Hoje é segunda-feira e chove. Entre as cortinas de gotas, tudo se passa num
clima morno de passividade. Há uma calma zen que me pertuba. Uma eterna aula de
yoga que não paguei e da qual não consigo sair. Onde está o meu ódio? Mudo de
música. Visto o casaco, saio à rua.
Os meus movimentos bruscos desvanecem, ninguém parece notá-los. Que se
passa na minha face? Ninguém vê a minha raiva? Ninguém reage aos murros que dou
no ar? Que desapontamento.
Se ao menos parasse de chover. Se ao menos aparecesse alguém que eu pudesse
odiar.

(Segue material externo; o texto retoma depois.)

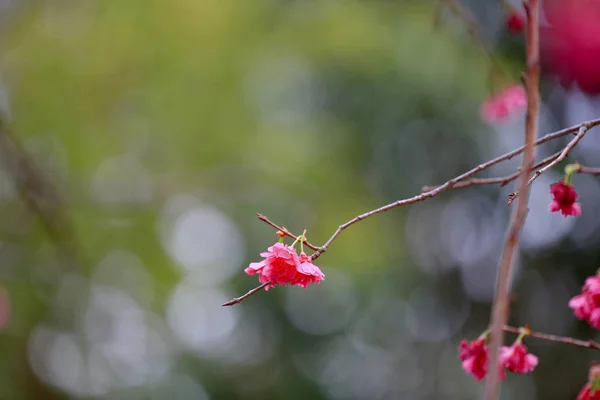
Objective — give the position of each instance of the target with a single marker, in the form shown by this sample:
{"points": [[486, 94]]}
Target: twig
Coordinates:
{"points": [[39, 194], [588, 170], [500, 309], [502, 181], [588, 344], [453, 183], [243, 297], [565, 152], [284, 230]]}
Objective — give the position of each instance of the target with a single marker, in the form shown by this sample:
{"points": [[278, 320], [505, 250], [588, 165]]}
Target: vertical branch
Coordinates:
{"points": [[39, 194], [500, 307]]}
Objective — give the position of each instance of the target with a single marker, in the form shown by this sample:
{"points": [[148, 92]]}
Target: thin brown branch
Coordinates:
{"points": [[39, 194], [284, 230], [588, 170], [451, 183], [502, 181], [564, 153], [245, 296], [588, 344], [500, 309]]}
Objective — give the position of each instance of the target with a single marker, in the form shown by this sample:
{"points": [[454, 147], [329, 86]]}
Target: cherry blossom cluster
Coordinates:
{"points": [[475, 357], [283, 265]]}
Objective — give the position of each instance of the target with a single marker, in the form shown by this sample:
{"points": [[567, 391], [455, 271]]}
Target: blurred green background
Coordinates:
{"points": [[166, 125]]}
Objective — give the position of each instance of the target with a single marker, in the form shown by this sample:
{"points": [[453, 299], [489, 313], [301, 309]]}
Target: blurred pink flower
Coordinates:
{"points": [[474, 357], [515, 21], [587, 393], [282, 266], [590, 391], [564, 199], [582, 306], [517, 359], [570, 44], [504, 104], [586, 306]]}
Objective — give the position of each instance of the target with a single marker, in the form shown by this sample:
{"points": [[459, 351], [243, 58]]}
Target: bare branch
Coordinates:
{"points": [[588, 170], [285, 231], [502, 181], [588, 344], [245, 296], [500, 309]]}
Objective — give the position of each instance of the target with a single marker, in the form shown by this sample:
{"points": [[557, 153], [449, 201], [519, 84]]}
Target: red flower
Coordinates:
{"points": [[570, 45], [586, 306], [564, 200], [587, 393], [591, 389], [517, 359], [282, 266], [504, 104], [474, 356], [515, 21]]}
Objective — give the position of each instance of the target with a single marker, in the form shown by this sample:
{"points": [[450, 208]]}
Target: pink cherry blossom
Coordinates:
{"points": [[308, 272], [564, 199], [586, 306], [517, 359], [582, 306], [474, 357], [283, 266], [570, 42], [504, 104], [515, 21], [587, 393]]}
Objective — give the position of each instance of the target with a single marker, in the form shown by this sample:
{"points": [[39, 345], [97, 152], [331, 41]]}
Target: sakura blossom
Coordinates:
{"points": [[564, 199], [283, 266]]}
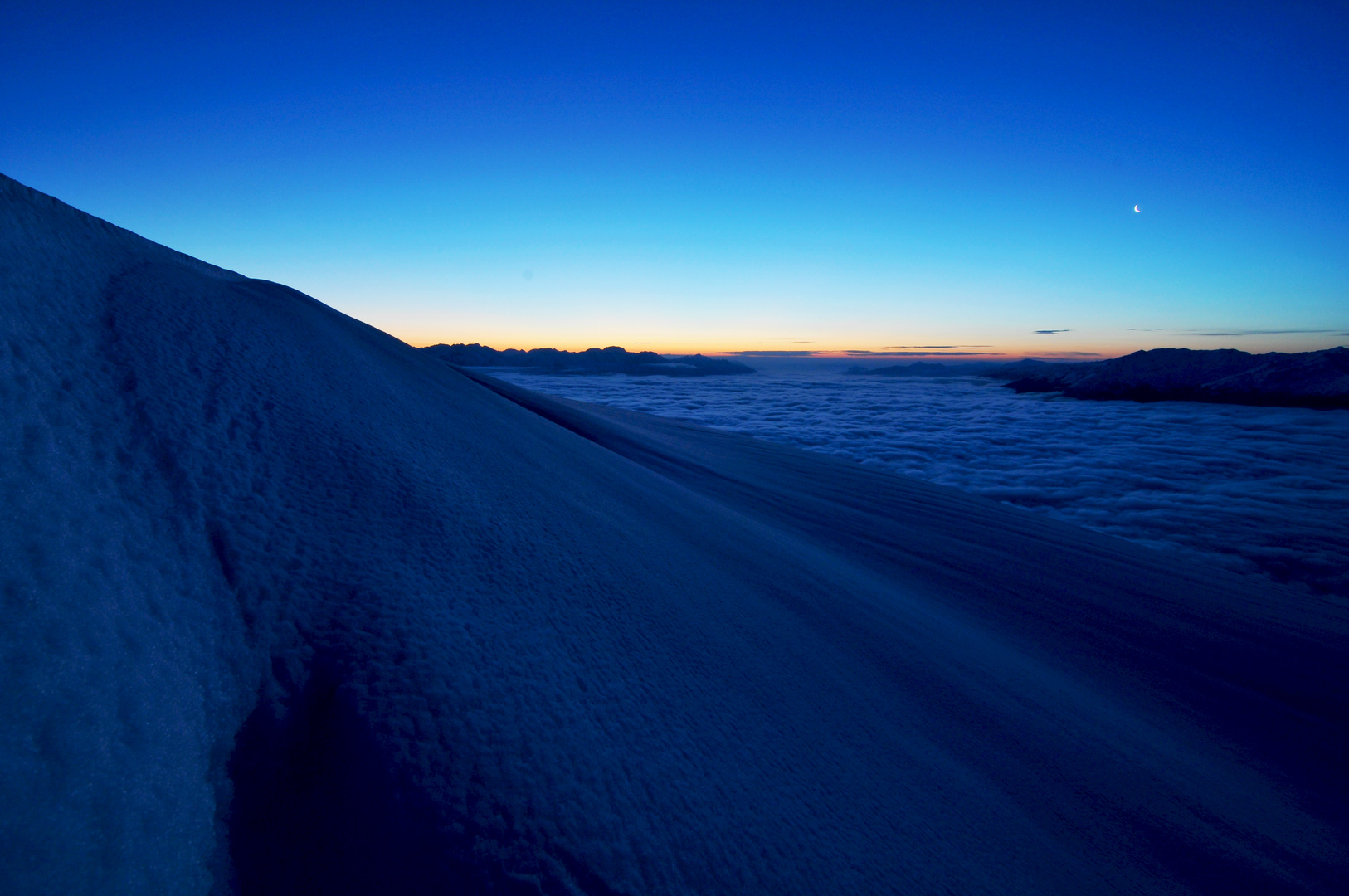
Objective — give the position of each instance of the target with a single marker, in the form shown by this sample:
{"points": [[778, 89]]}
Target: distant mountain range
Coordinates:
{"points": [[1224, 375], [592, 361]]}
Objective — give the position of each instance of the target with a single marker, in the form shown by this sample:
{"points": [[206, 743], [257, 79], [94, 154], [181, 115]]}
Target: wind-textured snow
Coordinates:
{"points": [[292, 607], [1252, 489]]}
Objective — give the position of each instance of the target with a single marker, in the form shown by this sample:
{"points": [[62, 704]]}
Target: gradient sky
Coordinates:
{"points": [[721, 177]]}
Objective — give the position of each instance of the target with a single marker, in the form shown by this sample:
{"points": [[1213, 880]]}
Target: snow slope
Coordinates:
{"points": [[289, 606]]}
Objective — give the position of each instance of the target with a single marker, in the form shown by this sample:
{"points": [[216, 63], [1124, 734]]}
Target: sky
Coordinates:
{"points": [[894, 178]]}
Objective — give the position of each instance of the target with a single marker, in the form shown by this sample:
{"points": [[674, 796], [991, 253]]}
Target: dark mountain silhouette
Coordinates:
{"points": [[290, 606], [1226, 375], [592, 361]]}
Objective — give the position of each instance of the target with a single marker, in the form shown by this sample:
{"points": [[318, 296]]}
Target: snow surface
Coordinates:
{"points": [[289, 606], [1252, 489]]}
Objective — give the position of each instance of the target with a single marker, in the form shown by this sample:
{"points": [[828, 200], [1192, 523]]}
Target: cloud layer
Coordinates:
{"points": [[1259, 490]]}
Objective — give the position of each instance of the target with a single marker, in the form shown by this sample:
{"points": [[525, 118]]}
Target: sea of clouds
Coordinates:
{"points": [[1259, 490]]}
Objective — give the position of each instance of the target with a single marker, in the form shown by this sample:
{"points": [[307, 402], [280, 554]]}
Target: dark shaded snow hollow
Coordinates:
{"points": [[292, 607]]}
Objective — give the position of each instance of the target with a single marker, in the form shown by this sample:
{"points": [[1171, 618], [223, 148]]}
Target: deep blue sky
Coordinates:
{"points": [[722, 177]]}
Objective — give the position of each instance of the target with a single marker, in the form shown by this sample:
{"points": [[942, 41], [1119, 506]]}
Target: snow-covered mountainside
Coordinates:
{"points": [[289, 606]]}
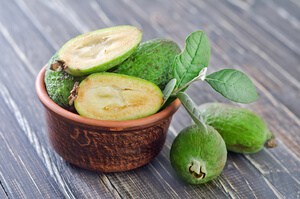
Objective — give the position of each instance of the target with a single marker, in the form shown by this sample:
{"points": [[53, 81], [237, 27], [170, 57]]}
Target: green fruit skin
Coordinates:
{"points": [[59, 84], [152, 61], [193, 144], [242, 130], [105, 66]]}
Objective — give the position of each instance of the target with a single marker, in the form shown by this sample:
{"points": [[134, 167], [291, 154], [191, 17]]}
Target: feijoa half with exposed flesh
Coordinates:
{"points": [[111, 96], [99, 50]]}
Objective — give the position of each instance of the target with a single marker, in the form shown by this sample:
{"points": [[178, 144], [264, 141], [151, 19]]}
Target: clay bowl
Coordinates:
{"points": [[106, 146]]}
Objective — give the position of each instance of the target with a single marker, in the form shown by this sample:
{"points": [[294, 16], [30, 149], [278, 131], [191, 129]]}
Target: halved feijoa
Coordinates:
{"points": [[111, 96], [99, 50]]}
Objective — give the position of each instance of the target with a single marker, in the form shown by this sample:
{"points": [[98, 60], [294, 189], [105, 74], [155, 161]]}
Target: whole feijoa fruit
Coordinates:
{"points": [[99, 50], [242, 130], [59, 84], [198, 156], [112, 96], [152, 61]]}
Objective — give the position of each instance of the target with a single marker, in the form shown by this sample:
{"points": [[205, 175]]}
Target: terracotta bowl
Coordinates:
{"points": [[106, 146]]}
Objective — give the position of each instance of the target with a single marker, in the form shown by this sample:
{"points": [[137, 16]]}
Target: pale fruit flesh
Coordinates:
{"points": [[110, 96], [99, 50]]}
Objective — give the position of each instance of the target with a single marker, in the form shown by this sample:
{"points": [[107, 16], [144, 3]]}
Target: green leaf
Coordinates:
{"points": [[193, 58], [169, 90], [233, 85], [192, 109]]}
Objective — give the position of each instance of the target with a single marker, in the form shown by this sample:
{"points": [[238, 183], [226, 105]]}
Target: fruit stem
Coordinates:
{"points": [[197, 169], [271, 142], [192, 109]]}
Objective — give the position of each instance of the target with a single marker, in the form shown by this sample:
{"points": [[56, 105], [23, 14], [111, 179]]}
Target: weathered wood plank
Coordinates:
{"points": [[3, 193], [155, 21], [22, 174], [22, 92]]}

Mas odiar a sério, visceralmente. Alguém que me fizesse tremer. Sinto
saudades dessa paixão invertida.
Mas a chuva é a simbologia da calma drogada que se abate sobre todos – eu incluída.
Neste mundo cor-de-rosa todos são iguais e igualmente bonitos. Todos estão
certos – a vida é que tem demasiados caminhos possíveis. As diferentes faces
esticam-se na minha direcção “acerta-me e amar-te-ei de qualquer forma”. Um
gesto tão apaziguador, que para além de aniquilar qualquer ódio que pudesse
florescer, acaba por apodrecer tudo. O que resta de ti é nada. Um vazio
insuportável de sentimento algum. Porque quando a chuva limpa tudo, não gosto de
ti nem deixo de gostar.
Mas o tempo há-de mudar. E ao virar da esquina, voltará a aparecer alguém
tão medonho que o meu corpo se irritará só de ouvir a sua voz. Alguém que
detestarei de coração inteiro e até ás pontas de todos os meus nervos.
Porque odiar é amar ao contrário. E só tendo ambas as metades podes dizer que realmente vives.
Porque odiar é amar ao contrário. E só tendo ambas as metades podes dizer que realmente vives.